The trail was widened in the early 1800s, closely following the old Wachesa Trail, and became the Unicoi Turnpike. A toll was charged on sections making the Unicoi Turnpike the first toll road in American history. The route was also the first leg of the Trail of Tears. In modern times, highways took other routes through the mountains and the original trail, of which more than 50 percent is located in the Cherokee National Forest and Nantahala National Forest, was forgotten except for occasional use as farm roads.

In 1838 many of these mountain trails were used to march around fifteen thousand Cherokee people from their homes and towns to various emigrating depots at forts and temporary stockades. At some of these locations, hundreds of people were crowded into fenced pens like cattle or horses for days or weeks, and sometimes, entire seasons. From these depots they were herded by federal military on a long journey to foreign land called Indian Territory: modern-day Oklahoma.

Some groups of Cherokees were allowed to take a wagon crammed with family or neighbors, pulled by a horse, mule or ox. Most walked and carried very few personal possessions with them except food and water. Everything else they had was ordered left behind. Some had nothing but the clothes they wore or carried upon their backs.

These trails upon which they traveled –by water and land- are referred to by the Cherokees themselves ‘the trail on which we cried’. Now they are known as the Trail of Tears.

Old trails literally crosshatch the land here in southeastern Tennessee and western North Carolina. On any of these trails or roads stories and stories through time layer their use. The Wachesa Trail, now known as Unicoi Turnpike, was a major route for traveling between the Lower and Overhill (or Upper) Towns.
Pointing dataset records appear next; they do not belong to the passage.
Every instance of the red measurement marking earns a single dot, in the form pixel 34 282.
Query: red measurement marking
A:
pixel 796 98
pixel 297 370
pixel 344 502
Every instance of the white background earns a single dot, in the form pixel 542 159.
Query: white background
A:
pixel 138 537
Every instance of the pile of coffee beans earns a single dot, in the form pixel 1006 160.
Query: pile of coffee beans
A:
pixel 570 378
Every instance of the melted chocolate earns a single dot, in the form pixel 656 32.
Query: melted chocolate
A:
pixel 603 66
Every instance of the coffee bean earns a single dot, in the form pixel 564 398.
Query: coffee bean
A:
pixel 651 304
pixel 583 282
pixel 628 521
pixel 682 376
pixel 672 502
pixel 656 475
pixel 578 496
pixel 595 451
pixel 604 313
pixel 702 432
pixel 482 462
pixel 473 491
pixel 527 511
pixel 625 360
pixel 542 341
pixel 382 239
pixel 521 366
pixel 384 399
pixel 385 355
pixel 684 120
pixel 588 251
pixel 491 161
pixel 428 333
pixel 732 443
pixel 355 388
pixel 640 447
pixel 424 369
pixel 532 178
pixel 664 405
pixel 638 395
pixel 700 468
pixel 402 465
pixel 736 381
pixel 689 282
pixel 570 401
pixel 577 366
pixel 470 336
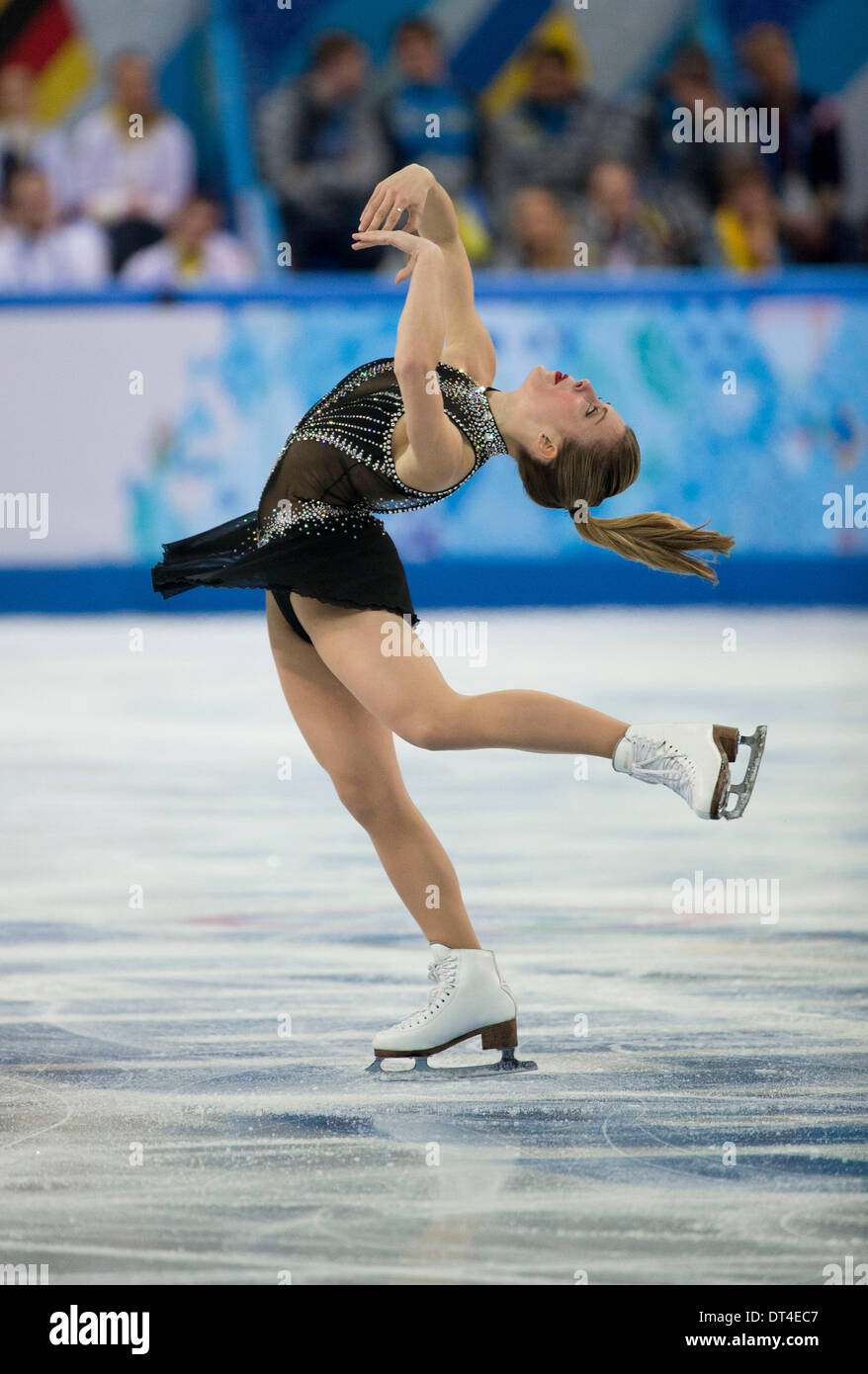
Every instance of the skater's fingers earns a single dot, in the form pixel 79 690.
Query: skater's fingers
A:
pixel 394 215
pixel 371 238
pixel 370 211
pixel 385 211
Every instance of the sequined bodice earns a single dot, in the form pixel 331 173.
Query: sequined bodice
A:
pixel 338 465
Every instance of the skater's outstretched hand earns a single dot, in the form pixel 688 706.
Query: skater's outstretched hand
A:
pixel 409 243
pixel 404 190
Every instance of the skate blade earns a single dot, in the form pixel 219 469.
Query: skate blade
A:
pixel 507 1064
pixel 741 790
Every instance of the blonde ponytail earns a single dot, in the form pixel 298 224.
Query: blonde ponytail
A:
pixel 586 474
pixel 656 540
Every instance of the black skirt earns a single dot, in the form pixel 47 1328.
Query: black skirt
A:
pixel 353 564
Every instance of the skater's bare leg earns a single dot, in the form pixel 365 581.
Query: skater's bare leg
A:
pixel 359 754
pixel 408 694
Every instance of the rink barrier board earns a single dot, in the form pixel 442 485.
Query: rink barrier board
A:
pixel 489 285
pixel 492 583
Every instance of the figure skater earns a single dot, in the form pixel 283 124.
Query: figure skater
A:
pixel 395 434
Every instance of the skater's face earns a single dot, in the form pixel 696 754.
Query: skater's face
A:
pixel 566 408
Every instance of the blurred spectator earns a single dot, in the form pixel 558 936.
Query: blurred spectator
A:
pixel 621 229
pixel 746 224
pixel 25 141
pixel 698 166
pixel 555 133
pixel 132 173
pixel 39 254
pixel 540 232
pixel 807 169
pixel 426 92
pixel 194 253
pixel 323 151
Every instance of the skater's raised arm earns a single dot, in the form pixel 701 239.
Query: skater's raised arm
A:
pixel 431 215
pixel 437 450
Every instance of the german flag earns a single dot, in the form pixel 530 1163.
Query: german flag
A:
pixel 44 36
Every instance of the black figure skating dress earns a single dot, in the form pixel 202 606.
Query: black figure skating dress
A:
pixel 316 531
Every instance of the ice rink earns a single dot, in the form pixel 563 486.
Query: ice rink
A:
pixel 198 946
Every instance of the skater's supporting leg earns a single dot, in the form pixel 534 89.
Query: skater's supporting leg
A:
pixel 359 754
pixel 409 696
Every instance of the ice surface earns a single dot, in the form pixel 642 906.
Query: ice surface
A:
pixel 169 901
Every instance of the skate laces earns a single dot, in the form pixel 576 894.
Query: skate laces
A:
pixel 441 972
pixel 658 761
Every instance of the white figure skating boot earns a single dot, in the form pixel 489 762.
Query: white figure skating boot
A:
pixel 469 997
pixel 694 760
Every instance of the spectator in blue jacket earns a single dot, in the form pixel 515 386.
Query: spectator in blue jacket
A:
pixel 426 116
pixel 323 150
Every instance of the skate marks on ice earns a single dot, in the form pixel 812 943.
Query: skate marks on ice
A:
pixel 708 1124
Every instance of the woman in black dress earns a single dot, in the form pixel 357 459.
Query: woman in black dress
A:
pixel 395 434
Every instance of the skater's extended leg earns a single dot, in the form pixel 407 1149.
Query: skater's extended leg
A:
pixel 409 696
pixel 359 754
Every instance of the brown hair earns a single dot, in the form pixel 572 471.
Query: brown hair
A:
pixel 585 474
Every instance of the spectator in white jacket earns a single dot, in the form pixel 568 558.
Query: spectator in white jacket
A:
pixel 194 253
pixel 134 162
pixel 38 253
pixel 25 141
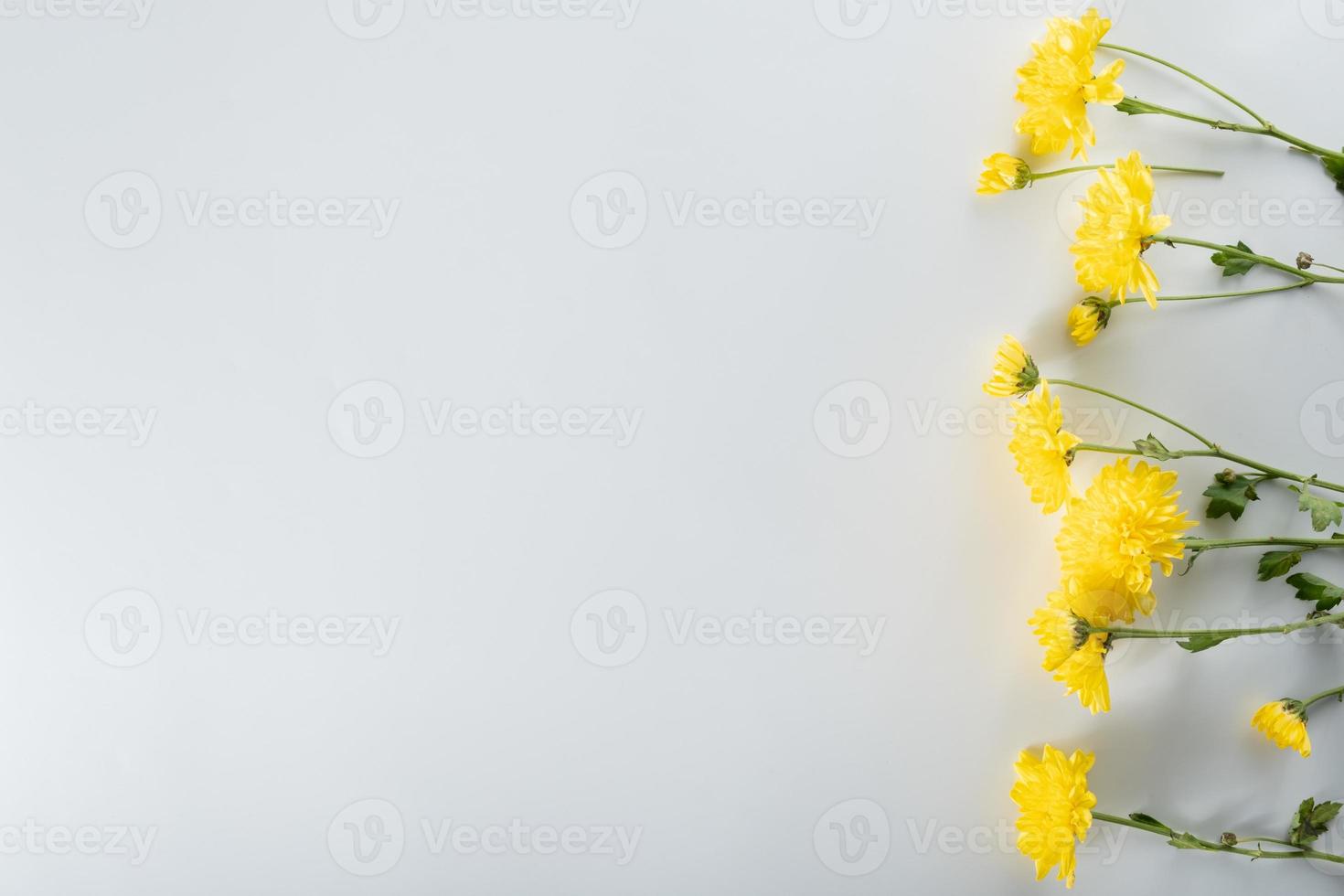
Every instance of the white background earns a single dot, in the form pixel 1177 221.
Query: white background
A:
pixel 731 497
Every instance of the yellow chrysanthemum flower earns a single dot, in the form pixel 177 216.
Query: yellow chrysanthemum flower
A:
pixel 1284 721
pixel 1055 809
pixel 1003 172
pixel 1118 223
pixel 1043 449
pixel 1126 521
pixel 1087 318
pixel 1015 372
pixel 1075 657
pixel 1058 83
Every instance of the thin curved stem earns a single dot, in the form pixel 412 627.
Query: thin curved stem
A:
pixel 1138 300
pixel 1189 841
pixel 1218 544
pixel 1192 77
pixel 1241 252
pixel 1332 692
pixel 1153 635
pixel 1136 106
pixel 1137 407
pixel 1044 175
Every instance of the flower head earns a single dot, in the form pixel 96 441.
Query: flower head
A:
pixel 1043 449
pixel 1118 223
pixel 1015 372
pixel 1058 83
pixel 1003 172
pixel 1126 521
pixel 1075 656
pixel 1087 318
pixel 1284 721
pixel 1055 809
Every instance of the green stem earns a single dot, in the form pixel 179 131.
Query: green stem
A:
pixel 1136 106
pixel 1207 845
pixel 1078 168
pixel 1153 635
pixel 1138 300
pixel 1241 252
pixel 1137 407
pixel 1218 544
pixel 1192 77
pixel 1332 692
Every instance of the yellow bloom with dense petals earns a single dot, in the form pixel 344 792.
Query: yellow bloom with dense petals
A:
pixel 1075 656
pixel 1055 809
pixel 1118 225
pixel 1003 172
pixel 1126 521
pixel 1015 372
pixel 1086 320
pixel 1284 721
pixel 1058 83
pixel 1043 449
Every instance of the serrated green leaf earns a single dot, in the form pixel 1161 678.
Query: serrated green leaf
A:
pixel 1234 265
pixel 1324 512
pixel 1324 594
pixel 1144 818
pixel 1204 641
pixel 1335 168
pixel 1229 497
pixel 1186 841
pixel 1277 563
pixel 1312 819
pixel 1153 449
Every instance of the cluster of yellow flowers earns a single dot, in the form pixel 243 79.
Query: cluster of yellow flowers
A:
pixel 1118 226
pixel 1128 526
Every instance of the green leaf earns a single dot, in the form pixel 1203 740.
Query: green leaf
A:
pixel 1324 594
pixel 1201 643
pixel 1277 563
pixel 1324 512
pixel 1144 818
pixel 1335 168
pixel 1312 819
pixel 1132 106
pixel 1153 449
pixel 1234 265
pixel 1186 841
pixel 1229 496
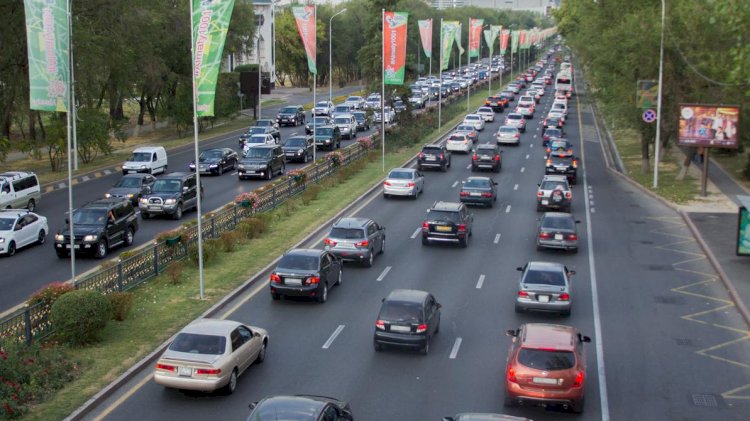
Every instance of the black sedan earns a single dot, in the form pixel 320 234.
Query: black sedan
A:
pixel 215 161
pixel 306 273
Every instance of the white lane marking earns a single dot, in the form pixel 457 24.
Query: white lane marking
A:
pixel 384 273
pixel 480 282
pixel 333 337
pixel 456 346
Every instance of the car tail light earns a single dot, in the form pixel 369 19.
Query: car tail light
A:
pixel 165 367
pixel 579 380
pixel 208 371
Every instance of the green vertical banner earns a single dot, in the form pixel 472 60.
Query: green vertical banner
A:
pixel 447 38
pixel 210 25
pixel 48 42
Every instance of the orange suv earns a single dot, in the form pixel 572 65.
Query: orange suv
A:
pixel 546 366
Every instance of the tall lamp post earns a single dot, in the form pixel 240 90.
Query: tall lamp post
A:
pixel 330 53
The section we rode on is referred to by locals and on maps as Joe Brown Highway and extends between Hwy 68 at Coker Creek, TN, through the Cherokee National Forest and to Murphy in NC.

Joe Brown Highway is a misnomer. It is certainly not a road that we now associate with the word ‘highway’. It begins as a roughly paved road with patches of asphalt and potholes, giving way to packed gravel and dirt (still with potholes). Yet, in places it is indeed ‘high’. Not one person whom I asked knows the derivation of ‘Joe Brown’. Maybe I’ll discover that answer some day.

Soon after we turned off modern Hwy 68, small houses with vegetable and flower gardens gave way to tall trees crowding sides of the gravel road. Soon we came upon an intersection, if you can call it that, of three intersecting trails. This was the historic Unicoi Gap.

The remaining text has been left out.